Quant à l’analphabétisme, il se combat de maintes façons; ce serait déjà bien de rappeler de temps en temps que si le Québec est plus pauvre qu’ailleurs en Amérique du Nord, c’est peut-être parce que sa main-d’oeuvre est de moindre qualité parce qu’elle est illettrée. (Oui, je parle bien de tous les travailleurs dont les boulots seraient accomplis avec plus d’efficacité s’ils étaient capables de maîtriser des outils de plus grande technicité, exigeant une littératie et une numératie minimales pour leur maîtrise.)
Bien d’accord avec vous autres. Resterait seulement à trouver la solution concrète pour améliorer le bilan. Je pense que donner du choix, comme vous le suggérez, serait un bon départ. Ça éviterait de niveler « tout le monde » vers le bas.

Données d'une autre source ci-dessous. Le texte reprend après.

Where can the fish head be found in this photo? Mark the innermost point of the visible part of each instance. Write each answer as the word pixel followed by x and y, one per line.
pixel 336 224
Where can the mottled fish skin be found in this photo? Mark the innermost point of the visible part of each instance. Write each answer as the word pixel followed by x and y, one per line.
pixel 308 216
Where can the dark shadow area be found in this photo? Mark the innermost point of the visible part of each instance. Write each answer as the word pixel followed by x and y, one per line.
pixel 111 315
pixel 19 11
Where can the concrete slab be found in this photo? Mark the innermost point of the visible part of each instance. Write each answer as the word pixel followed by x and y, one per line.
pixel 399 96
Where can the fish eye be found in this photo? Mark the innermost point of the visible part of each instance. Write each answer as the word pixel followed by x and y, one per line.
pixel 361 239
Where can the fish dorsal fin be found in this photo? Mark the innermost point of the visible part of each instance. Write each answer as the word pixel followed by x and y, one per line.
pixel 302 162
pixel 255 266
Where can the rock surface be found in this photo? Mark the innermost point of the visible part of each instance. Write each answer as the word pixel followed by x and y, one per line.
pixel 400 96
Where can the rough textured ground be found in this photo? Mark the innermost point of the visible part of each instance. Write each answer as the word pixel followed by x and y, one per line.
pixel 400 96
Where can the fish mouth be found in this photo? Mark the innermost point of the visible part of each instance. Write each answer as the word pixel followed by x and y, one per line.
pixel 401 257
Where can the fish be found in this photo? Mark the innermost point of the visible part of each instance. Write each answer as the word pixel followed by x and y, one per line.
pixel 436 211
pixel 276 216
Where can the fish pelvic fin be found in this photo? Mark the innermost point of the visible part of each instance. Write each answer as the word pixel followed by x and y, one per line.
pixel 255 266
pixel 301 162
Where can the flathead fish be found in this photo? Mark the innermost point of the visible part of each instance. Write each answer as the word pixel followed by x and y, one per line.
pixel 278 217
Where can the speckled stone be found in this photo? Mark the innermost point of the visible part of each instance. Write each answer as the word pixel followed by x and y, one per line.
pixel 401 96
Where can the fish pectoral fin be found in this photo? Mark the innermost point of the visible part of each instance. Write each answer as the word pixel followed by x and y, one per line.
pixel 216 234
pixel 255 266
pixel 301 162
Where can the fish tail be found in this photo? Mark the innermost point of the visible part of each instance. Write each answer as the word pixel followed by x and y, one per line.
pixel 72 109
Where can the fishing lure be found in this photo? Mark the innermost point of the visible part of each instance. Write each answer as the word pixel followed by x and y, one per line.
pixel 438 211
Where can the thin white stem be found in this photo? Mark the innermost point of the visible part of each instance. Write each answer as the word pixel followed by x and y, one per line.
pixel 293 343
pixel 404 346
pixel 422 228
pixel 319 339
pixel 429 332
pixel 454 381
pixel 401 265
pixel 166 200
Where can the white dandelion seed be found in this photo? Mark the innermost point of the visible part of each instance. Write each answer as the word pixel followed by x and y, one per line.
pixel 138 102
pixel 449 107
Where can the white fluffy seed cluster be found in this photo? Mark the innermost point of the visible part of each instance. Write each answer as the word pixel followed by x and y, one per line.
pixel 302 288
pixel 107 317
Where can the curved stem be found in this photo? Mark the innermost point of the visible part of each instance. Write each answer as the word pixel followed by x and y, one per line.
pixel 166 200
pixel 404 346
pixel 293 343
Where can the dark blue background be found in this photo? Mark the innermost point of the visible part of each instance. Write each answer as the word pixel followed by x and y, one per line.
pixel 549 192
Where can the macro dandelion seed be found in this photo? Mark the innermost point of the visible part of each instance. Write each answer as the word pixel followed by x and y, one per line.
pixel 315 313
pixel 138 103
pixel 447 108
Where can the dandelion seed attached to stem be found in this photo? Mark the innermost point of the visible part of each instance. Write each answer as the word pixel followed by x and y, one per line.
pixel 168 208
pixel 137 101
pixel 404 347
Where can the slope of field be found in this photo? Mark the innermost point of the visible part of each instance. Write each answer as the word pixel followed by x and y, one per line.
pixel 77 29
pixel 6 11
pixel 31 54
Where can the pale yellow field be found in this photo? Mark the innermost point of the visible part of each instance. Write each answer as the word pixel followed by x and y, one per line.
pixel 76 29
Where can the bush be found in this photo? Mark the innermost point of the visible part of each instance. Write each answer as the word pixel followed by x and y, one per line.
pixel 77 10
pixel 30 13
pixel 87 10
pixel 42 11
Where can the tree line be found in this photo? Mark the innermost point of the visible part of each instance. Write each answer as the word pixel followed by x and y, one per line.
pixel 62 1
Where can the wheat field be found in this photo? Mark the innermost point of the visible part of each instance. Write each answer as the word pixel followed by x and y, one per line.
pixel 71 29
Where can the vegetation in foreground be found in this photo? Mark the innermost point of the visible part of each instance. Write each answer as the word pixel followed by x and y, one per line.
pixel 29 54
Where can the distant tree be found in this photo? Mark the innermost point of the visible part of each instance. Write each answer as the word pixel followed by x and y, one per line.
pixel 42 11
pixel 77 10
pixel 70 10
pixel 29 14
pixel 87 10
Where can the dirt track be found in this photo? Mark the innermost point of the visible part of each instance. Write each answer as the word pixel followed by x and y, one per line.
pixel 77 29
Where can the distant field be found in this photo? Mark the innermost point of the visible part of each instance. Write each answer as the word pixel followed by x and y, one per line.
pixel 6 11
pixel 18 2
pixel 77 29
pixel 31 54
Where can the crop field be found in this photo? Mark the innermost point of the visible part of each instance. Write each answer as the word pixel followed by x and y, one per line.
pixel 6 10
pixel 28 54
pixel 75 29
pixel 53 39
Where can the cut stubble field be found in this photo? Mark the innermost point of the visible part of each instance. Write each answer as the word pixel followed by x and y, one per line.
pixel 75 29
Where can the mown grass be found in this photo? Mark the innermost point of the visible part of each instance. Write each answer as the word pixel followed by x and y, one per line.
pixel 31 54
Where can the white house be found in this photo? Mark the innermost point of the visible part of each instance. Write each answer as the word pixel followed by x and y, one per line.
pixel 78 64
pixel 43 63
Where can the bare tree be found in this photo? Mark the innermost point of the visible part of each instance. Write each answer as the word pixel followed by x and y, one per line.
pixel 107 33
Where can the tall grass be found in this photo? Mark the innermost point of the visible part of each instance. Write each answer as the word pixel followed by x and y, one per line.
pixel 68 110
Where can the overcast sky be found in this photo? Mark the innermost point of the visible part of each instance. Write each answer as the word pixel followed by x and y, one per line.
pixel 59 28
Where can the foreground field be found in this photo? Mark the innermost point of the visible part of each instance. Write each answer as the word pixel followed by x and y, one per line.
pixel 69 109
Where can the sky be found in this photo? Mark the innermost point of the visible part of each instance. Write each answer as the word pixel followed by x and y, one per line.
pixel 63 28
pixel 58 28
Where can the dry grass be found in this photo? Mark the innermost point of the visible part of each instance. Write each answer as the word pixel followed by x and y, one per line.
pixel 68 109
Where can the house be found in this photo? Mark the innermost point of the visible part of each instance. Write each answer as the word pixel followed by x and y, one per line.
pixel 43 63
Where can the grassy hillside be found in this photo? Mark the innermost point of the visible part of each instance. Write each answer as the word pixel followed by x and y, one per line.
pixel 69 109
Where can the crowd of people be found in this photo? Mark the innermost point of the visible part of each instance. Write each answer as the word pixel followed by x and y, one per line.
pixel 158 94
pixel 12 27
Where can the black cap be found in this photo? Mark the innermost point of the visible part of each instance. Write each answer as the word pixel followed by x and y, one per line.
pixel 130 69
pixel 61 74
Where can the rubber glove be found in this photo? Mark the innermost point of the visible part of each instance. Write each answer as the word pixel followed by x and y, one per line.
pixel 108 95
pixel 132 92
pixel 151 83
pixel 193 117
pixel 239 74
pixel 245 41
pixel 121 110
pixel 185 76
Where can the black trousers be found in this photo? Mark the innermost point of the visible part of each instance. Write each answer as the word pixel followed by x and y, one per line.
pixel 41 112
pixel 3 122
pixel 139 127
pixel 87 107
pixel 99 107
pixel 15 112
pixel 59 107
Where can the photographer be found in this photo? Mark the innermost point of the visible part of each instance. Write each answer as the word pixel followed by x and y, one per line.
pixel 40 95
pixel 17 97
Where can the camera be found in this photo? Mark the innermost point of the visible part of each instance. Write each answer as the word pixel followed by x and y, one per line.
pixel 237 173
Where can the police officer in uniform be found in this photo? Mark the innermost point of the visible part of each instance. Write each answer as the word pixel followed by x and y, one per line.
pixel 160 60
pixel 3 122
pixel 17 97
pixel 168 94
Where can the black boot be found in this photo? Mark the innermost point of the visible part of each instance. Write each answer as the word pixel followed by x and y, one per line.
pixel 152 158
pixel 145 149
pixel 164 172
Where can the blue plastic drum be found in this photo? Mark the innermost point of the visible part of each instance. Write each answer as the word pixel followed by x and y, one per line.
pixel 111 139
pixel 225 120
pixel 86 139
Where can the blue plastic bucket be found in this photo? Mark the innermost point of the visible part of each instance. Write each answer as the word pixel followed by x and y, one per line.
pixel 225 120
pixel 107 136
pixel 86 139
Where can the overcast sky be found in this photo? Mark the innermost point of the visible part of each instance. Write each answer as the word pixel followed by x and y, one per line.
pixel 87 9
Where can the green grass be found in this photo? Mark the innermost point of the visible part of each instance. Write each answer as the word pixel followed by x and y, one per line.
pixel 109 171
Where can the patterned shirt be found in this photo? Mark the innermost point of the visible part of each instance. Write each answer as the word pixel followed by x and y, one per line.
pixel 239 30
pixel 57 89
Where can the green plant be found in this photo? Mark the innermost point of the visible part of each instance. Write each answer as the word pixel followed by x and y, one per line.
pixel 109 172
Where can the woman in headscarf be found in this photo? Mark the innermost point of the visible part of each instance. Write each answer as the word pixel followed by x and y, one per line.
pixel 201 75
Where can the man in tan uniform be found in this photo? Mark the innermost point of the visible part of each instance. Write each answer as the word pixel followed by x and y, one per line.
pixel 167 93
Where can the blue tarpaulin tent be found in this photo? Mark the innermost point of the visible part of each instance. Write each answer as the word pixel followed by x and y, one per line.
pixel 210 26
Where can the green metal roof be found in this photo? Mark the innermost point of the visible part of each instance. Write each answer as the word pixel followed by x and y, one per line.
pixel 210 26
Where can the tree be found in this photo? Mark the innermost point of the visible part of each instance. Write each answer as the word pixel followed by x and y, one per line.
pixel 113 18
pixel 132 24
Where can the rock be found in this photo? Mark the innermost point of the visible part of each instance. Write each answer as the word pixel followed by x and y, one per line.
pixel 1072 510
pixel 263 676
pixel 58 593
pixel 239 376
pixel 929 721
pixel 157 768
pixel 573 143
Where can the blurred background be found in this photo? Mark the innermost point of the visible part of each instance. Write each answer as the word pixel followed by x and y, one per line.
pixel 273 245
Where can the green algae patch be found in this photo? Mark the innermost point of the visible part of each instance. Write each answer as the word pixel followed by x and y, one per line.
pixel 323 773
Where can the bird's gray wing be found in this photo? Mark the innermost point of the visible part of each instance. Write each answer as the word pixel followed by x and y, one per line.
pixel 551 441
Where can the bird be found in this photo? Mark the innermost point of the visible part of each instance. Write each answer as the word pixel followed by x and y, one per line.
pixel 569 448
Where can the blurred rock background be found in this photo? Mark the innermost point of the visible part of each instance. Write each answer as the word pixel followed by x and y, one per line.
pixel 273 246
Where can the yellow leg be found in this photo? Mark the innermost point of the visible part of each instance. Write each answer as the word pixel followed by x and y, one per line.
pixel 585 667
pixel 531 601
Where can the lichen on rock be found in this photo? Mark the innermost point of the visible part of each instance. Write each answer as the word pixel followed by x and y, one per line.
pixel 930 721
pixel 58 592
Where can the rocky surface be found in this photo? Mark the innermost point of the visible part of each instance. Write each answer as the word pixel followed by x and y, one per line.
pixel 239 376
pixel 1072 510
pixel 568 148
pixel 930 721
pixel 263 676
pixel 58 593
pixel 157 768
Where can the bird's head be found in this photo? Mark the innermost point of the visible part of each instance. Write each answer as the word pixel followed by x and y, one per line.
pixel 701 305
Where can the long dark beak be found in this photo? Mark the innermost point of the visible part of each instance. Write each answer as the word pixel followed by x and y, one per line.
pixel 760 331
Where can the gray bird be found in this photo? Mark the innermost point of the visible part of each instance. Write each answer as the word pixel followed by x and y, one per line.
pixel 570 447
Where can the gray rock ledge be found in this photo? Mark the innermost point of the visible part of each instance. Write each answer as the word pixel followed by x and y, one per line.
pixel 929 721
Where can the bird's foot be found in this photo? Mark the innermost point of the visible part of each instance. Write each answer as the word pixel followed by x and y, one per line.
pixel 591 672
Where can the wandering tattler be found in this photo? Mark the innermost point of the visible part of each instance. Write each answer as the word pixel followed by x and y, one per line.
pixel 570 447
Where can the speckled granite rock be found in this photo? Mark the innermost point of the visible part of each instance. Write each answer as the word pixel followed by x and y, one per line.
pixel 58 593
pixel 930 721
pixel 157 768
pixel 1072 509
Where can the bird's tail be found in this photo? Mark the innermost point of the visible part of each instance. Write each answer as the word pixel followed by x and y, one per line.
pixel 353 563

Mais… comme on dit par chez nous : on n’est pas sorti du bois.
Jean-Louis : Lire du Hugo à 16, 17 ans? Ce serait bien, très bien. À Montréal, peut-être. Ou à Québec. Mais si je ne me trompe pas, le taux d’analphabétisme est particulièrement élevé en région. Je pense que dans ces cas, si la majorité pouvait lire Harry Potter en sortant du secondaire, ça serait déjà un pas de géant.
(Note : mon but n’est pas de mépriser quiconque. Je ne dis pas que le monde en région est moins intelligent, je dis seulement qu’ils lisent moins. C’est un fait.)
Très belle analyse de la situation. En effet, ce serait une bonne idée, de faire lire des trucs plus intéressants aux jeunes du secondaire. Ou, à tout le moins, si on décide de leur faire lire des classiques, il serait préférable de leur donner le choix entre quelques ouvrages, de différents styles. Personnellement, s’il y a une chose que j’ai en horreur, c’est de me faire imposer un bouquin!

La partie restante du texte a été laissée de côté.